Перед художником с заплатанным камзолом, с рубахой грязною и рваной, с руками тонкими и взглядом невеселым Филипп сидел и объяснял пространно: — «Родителей я крепко уважаю: отец был вором, мать — гулящей девкой. Чего уставился? С любовью, не с издевкой Покойников достойно величаю. Не их вина, что были тем, чем были: виновен тот, кто их такими видел в своих мечтах, которых не забыли они всю жизнь. Не помнят ли доселе? Не плохи были даже в трезвом виде: блудили, сквернословили и очернить умели и близких и далеких, как никто. Когда ж хмелели, такое учиняли, что и не расскажешь… Я же — в них. Как родился и выжил — прямо чудо. Такой должно быть стих сложился там — вверху — нескладный и неверный — и прозвучал оттуда во мне. Болезнью скверной отец и мать болели с юных лет, и не было детей иль дети умирали, едва увидев свет. Один лишь брат, в болезни и вине рожденный, жил до двадцати годов. Уродом был. Уродом и прозвали. Дурак совсем — лишь спать и жрать готов; и порченный — с припадками, — но милый. Ругала мать, отец нещадно бил; так и подох, и верно тотчас сгнил, пока мы, пьяные, галдели над могилой. А я живу. Не добр, но и не лют; лицом не вышел, роста не хватило, плешив, сутул, и ноги покривило, сутяжник, пьяница и плут; всего по мелочи, и подлости и страха. А впрочем: чист кафтан и стирана рубаха, лопатой борода, в мошне не пусто.
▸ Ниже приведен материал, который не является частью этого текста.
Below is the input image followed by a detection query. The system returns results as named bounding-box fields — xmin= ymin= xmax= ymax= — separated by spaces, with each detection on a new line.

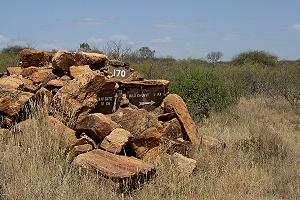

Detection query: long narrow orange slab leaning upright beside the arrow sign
xmin=163 ymin=94 xmax=201 ymax=144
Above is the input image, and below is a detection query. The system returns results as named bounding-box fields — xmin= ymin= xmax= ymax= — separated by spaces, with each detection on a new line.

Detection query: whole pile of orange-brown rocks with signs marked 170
xmin=0 ymin=49 xmax=222 ymax=189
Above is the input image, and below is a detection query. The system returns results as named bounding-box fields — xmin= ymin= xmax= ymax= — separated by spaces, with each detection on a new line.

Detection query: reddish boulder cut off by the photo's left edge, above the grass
xmin=0 ymin=87 xmax=34 ymax=126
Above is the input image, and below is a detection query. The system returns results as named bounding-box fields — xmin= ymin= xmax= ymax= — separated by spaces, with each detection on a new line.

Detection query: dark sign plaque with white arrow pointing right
xmin=126 ymin=85 xmax=166 ymax=111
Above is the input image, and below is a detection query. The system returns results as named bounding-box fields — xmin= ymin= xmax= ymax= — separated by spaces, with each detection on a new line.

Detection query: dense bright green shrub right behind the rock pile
xmin=170 ymin=69 xmax=239 ymax=120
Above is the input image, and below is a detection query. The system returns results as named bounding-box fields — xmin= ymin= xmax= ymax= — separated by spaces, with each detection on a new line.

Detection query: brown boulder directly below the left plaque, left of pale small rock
xmin=75 ymin=113 xmax=120 ymax=143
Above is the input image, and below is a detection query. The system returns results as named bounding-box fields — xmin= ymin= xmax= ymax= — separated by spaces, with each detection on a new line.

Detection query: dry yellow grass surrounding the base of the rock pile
xmin=0 ymin=98 xmax=300 ymax=200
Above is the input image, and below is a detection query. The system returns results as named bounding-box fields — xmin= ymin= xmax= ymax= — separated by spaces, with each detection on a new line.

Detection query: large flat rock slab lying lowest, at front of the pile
xmin=72 ymin=149 xmax=154 ymax=180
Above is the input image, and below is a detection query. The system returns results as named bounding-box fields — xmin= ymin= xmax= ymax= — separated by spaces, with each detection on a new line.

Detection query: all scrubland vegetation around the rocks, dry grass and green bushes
xmin=0 ymin=46 xmax=300 ymax=200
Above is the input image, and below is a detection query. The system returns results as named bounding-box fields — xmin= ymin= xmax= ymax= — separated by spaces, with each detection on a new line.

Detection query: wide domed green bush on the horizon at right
xmin=232 ymin=50 xmax=278 ymax=66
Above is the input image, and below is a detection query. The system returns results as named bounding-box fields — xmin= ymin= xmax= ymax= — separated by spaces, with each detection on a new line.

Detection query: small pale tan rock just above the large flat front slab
xmin=100 ymin=128 xmax=132 ymax=154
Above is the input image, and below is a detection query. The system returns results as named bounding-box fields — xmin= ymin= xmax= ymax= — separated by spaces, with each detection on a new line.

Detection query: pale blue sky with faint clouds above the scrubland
xmin=0 ymin=0 xmax=300 ymax=60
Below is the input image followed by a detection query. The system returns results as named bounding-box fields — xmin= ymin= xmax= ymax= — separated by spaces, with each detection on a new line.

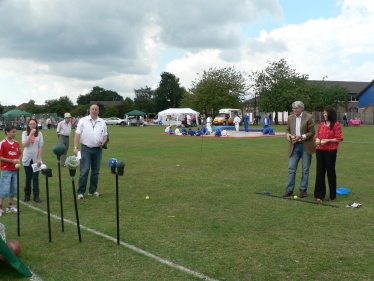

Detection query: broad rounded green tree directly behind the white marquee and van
xmin=181 ymin=67 xmax=249 ymax=113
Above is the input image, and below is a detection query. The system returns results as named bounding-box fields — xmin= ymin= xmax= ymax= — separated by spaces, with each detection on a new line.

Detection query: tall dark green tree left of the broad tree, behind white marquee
xmin=154 ymin=72 xmax=186 ymax=112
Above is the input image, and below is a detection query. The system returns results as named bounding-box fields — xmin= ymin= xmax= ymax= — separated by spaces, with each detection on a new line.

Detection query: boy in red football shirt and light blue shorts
xmin=0 ymin=124 xmax=22 ymax=217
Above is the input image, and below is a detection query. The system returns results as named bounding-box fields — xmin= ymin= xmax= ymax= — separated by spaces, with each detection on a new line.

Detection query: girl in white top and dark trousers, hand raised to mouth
xmin=22 ymin=118 xmax=44 ymax=203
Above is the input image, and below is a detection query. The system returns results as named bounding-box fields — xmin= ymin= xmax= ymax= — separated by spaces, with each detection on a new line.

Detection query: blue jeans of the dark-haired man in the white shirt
xmin=77 ymin=144 xmax=103 ymax=194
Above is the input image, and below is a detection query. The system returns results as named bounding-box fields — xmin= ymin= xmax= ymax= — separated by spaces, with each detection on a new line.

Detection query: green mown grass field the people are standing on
xmin=0 ymin=123 xmax=374 ymax=281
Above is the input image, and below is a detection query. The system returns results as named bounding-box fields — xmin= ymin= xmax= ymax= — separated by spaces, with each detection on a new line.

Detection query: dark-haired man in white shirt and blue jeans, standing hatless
xmin=74 ymin=104 xmax=108 ymax=199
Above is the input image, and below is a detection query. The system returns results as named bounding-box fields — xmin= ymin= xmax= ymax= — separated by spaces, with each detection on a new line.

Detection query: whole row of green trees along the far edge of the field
xmin=0 ymin=59 xmax=350 ymax=118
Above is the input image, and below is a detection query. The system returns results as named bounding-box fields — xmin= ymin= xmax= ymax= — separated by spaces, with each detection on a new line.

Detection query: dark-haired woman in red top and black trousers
xmin=314 ymin=106 xmax=343 ymax=202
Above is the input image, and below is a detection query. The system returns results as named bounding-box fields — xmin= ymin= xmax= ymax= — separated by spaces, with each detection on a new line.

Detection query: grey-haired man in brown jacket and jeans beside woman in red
xmin=283 ymin=101 xmax=316 ymax=198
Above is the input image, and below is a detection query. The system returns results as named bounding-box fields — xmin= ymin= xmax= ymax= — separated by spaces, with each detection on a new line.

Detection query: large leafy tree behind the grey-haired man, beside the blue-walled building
xmin=252 ymin=59 xmax=349 ymax=121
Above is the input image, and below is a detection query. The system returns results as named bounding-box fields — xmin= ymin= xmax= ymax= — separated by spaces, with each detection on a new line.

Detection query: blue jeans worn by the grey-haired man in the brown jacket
xmin=286 ymin=143 xmax=312 ymax=194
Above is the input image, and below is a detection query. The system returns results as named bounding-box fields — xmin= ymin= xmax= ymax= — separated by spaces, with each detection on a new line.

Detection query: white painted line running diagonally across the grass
xmin=19 ymin=201 xmax=220 ymax=281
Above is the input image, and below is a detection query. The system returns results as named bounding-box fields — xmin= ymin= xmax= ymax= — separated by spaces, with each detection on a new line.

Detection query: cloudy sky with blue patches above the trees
xmin=0 ymin=0 xmax=374 ymax=105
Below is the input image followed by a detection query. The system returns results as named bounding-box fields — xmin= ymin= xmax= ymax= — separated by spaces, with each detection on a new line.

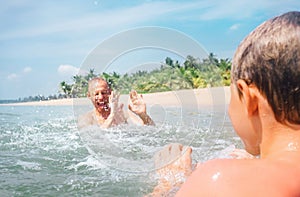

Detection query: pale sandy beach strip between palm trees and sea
xmin=0 ymin=87 xmax=230 ymax=106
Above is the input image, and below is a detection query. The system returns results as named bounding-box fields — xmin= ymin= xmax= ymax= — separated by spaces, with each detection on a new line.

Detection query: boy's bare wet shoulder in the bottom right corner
xmin=177 ymin=159 xmax=300 ymax=196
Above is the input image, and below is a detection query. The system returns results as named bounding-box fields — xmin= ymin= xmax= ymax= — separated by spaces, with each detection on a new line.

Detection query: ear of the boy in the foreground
xmin=237 ymin=79 xmax=258 ymax=116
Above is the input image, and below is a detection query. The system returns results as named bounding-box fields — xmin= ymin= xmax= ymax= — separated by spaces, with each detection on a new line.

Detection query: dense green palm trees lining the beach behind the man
xmin=60 ymin=53 xmax=231 ymax=98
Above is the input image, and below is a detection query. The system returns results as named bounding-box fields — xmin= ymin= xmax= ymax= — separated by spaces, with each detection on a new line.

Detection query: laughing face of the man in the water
xmin=89 ymin=81 xmax=111 ymax=111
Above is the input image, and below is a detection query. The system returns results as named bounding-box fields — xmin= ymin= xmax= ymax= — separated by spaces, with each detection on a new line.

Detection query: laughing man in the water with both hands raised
xmin=78 ymin=77 xmax=154 ymax=128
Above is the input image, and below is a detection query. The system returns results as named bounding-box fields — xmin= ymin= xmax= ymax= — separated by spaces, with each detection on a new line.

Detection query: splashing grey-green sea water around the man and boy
xmin=0 ymin=106 xmax=240 ymax=197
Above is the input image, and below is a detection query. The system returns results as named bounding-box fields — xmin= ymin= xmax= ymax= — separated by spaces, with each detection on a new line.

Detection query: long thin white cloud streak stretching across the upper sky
xmin=0 ymin=0 xmax=300 ymax=40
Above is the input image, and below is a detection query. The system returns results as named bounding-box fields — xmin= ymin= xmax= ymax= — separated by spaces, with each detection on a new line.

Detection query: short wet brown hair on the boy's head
xmin=231 ymin=11 xmax=300 ymax=124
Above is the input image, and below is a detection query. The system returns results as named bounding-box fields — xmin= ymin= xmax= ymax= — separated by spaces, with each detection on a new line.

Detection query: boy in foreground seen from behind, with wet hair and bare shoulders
xmin=151 ymin=12 xmax=300 ymax=197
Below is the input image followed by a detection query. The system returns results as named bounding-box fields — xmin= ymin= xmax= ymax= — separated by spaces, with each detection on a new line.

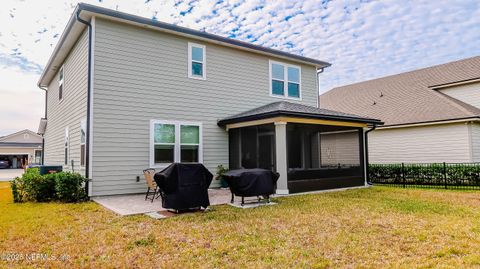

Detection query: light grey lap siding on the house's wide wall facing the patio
xmin=92 ymin=19 xmax=318 ymax=195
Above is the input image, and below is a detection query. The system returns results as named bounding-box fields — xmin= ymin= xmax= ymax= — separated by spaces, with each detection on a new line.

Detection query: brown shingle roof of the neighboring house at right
xmin=320 ymin=56 xmax=480 ymax=126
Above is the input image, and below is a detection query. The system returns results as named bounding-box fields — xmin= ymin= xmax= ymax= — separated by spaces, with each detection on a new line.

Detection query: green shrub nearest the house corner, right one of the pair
xmin=51 ymin=172 xmax=87 ymax=203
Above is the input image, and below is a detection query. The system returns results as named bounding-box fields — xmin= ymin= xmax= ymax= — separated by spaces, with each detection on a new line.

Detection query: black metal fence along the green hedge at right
xmin=368 ymin=163 xmax=480 ymax=190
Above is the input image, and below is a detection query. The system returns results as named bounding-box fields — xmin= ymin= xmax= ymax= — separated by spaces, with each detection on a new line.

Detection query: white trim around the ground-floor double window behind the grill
xmin=149 ymin=120 xmax=203 ymax=168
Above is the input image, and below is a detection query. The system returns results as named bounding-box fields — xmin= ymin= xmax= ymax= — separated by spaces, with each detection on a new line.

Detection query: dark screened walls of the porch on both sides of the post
xmin=229 ymin=123 xmax=364 ymax=193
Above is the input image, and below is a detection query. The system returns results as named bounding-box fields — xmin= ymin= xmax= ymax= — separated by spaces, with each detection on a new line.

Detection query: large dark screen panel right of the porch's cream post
xmin=287 ymin=123 xmax=362 ymax=180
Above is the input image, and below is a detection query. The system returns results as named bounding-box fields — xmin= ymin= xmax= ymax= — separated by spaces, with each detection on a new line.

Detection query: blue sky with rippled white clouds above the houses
xmin=0 ymin=0 xmax=480 ymax=135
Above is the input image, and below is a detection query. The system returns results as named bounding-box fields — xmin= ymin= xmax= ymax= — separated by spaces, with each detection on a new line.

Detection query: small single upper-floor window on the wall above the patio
xmin=188 ymin=42 xmax=207 ymax=80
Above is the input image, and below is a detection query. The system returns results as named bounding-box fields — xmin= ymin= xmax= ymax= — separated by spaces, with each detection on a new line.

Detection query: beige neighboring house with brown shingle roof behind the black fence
xmin=320 ymin=56 xmax=480 ymax=163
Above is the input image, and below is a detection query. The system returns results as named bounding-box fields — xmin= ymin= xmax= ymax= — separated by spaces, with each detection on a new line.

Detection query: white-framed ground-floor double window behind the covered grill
xmin=150 ymin=120 xmax=203 ymax=168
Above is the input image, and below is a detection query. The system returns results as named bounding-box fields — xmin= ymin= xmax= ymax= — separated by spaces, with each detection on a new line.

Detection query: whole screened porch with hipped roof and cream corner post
xmin=218 ymin=101 xmax=382 ymax=194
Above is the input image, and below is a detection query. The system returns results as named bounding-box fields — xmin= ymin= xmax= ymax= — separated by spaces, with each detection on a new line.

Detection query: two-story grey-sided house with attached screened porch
xmin=38 ymin=4 xmax=380 ymax=196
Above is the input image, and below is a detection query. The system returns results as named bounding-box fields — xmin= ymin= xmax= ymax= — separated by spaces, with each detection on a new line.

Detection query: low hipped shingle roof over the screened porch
xmin=218 ymin=101 xmax=381 ymax=126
Коль ты маляр, так красок не жалей, клади их густо, да распиши позлей, чтоб каждый мог понять при первом взгляде, лишь только подойдет к холсту, каков я человек и спереди и сзади; какую думал думу и мечтал мечту строитель тамошний, чьи вымыслы я чту, — чтоб каждый, поглядев на лик, как будто живый, потом плевался долго: «Тьфу, какой паршивый».

III

Когда стемнело и ушел художник, Филипп перед портретом стал, разглядывал его и что-то бормотал; потом у зеркала пытливо изучал свои черты, и злобно прошептал: «Не живописец, а сапожник». И вышел. А в каморке тесной, где полки с книгами скрывали стены, зажег свечу, уселся в кресле, и с улыбкою блаженной к себе придвинул том тяжеловесный, лежавший на столе. Разгладились морщины на челе, в очах восторженная воля засветилась, медлительными сделались движенья. В каморку постучали. Не прервавши чтенья, он проронил: входи! И тихо дверь раскрылась; Андрей в нее неловко проскользнул и, притворивши, запер на крючок. Затем к столу придвинул стул и стоя ждал, уставясь на начищенный сапог. — Садись! — сказал, не глядя на него, хозяин. Приказчик сел. Рукою грубою изваян, он был неладно скроен — крепко сшит, высок и грузен и в хмелю сердит, подковы гнул и жорнов подымал. Был вдов, и жил, как говорили, с дочкой. Хозяин, дочитав до точки, стал вслух читать, напевно и тягуче, с усилием, как будто полз по круче тропой отвесной. Но глаза горели, дышала часто грудь, и в теле истому сладкую он ощущал. А нос и лоб блестели от пота. Приказчик выгнулся вперед, вцепился в стол руками и так чтеца пронзал глазами, как будто тот творил диковинное что-то. Так длилось долго. Капала свеча, шуршали желтые страницы. На улице, визжа и гогоча, с парнями пьяными веселые девицы ругались. А пытливую луну дразнили, заволакивая, тучи. И все звучал, пронзая тишину в каморке голос мерный и тягучий. Затем, откинувшись на кресле, пот отер усталый чтец с лица. И помолчав немного, кивнул Андрею: «Все для Бога они трудились. Мы же до конца их труд доводим. Ладен он и спор, и, может быть, и нам на радость будет. Не больно хороши земля и люди, строитель тамошний — не нам чета. Что выстроено нами — красота и загляденье. Рай да будет раем. Продолжим труд умерших — помечтаем».